By Katelynn Richardson

“The Supreme Court put to rest any question about whether fuel manufacturers have a right to challenge unlawful electric vehicle mandates”

The Supreme Court sided Friday with oil companies seeking to challenge California’s electric vehicle regulations.

In a 7-2 ruling, the court allowed energy producers to continue their lawsuit challenging the Environmental Protection Agency’s decision to approve California regulations that require manufacturing more electric vehicles.

“The government generally may not target a business or industry through stringent and allegedly unlawful regulation, and then evade the resulting lawsuits by claiming that the targets of its regulation should be locked out of court as unaffected bystanders,” Justice Brett Kavanaugh wrote in the majority opinion. “In light of this Court’s precedents and the evidence before the Court of Appeals, the fuel producers established Article III standing to challenge EPA’s approval of the California regulations.”

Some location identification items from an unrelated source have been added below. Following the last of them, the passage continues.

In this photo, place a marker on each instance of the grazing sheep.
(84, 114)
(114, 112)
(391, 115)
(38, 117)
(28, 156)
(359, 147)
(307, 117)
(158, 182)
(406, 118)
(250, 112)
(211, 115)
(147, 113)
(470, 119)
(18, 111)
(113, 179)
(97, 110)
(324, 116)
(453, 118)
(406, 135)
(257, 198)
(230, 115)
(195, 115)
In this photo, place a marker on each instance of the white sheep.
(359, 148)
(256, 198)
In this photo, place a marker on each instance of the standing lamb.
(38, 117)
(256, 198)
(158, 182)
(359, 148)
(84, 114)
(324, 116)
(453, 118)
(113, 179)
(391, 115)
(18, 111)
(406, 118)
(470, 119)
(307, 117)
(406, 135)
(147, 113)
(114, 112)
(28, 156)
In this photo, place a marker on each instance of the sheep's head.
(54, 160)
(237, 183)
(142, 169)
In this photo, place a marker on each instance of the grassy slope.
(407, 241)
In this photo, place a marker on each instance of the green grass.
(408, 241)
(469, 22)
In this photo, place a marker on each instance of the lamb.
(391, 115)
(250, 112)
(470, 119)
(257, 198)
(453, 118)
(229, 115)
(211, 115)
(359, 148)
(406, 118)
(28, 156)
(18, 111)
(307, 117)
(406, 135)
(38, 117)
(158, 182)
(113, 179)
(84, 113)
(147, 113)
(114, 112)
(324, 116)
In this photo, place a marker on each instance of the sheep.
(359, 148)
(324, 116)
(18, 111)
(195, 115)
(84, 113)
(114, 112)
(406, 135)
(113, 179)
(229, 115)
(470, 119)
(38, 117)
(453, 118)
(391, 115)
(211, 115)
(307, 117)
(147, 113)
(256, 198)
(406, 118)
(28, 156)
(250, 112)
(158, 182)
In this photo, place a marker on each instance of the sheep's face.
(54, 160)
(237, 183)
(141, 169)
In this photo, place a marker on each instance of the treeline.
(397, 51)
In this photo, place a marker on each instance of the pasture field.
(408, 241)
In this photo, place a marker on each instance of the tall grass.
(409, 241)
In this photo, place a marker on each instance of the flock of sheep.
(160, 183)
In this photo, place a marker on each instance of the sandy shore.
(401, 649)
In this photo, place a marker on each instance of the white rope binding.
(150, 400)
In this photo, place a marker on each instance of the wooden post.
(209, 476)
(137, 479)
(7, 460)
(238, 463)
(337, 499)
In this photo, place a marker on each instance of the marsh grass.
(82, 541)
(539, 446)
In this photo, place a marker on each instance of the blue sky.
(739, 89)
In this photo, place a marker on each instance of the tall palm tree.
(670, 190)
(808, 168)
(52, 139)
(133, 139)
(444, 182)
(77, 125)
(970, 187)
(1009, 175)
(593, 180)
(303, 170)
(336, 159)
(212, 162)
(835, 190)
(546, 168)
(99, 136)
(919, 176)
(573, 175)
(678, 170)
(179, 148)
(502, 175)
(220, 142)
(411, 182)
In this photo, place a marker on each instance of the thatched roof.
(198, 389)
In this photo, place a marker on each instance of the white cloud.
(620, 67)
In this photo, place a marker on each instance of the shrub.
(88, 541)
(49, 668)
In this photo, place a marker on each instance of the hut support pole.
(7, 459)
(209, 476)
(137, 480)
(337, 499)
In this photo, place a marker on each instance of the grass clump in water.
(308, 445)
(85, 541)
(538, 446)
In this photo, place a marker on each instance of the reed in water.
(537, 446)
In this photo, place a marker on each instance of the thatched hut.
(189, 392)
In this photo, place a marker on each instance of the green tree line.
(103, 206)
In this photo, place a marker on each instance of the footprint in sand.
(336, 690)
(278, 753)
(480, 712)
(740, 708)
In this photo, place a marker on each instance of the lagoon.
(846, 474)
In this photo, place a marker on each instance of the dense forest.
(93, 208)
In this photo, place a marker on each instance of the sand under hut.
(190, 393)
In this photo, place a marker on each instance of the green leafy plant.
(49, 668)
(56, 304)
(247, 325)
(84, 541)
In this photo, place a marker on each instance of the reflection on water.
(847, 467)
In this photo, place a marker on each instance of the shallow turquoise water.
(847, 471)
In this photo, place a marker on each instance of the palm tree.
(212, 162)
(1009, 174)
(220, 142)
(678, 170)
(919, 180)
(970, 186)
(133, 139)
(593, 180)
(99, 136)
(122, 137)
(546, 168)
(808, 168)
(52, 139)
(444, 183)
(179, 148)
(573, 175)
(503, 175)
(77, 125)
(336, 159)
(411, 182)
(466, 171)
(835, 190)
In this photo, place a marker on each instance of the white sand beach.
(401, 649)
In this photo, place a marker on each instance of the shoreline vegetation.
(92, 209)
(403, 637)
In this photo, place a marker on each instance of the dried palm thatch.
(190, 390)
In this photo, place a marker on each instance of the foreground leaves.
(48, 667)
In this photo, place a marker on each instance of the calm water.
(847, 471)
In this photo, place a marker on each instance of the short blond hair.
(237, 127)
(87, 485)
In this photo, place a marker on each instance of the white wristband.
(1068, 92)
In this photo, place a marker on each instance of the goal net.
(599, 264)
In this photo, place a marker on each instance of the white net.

Kavanaugh noted that “EPA has repeatedly altered its legal position on whether the Clean Air Act authorizes California regulations targeting greenhouse-gas emissions from new motor vehicles” between Presidential administrations.

“This case involves California’s 2012 request for EPA approval of new California regulations,” he wrote. “As relevant here, those regulations generally require automakers (i) to limit average greenhouse-gas emissions across their fleets of new motor vehicles sold in the State and (ii) to manufacture a certain percentage of electric vehicles as part of their vehicle fleets.”

The D.C. Circuit Court of Appeals previously rejected the challenge, finding the producers lacked standing to sue.

“The Supreme Court put to rest any question about whether fuel manufacturers have a right to challenge unlawful electric vehicle mandates,” American Fuel & Petrochemical Manufacturers (AFPM) President and CEO Chet Thompson said in a statement.

“California’s EV mandates are unlawful and bad for our country,” he said. “Congress did not give California special authority to regulate greenhouse gases, mandate electric vehicles or ban new gas car sales—all of which the state has attempted to do through its intentional misreading of statute.”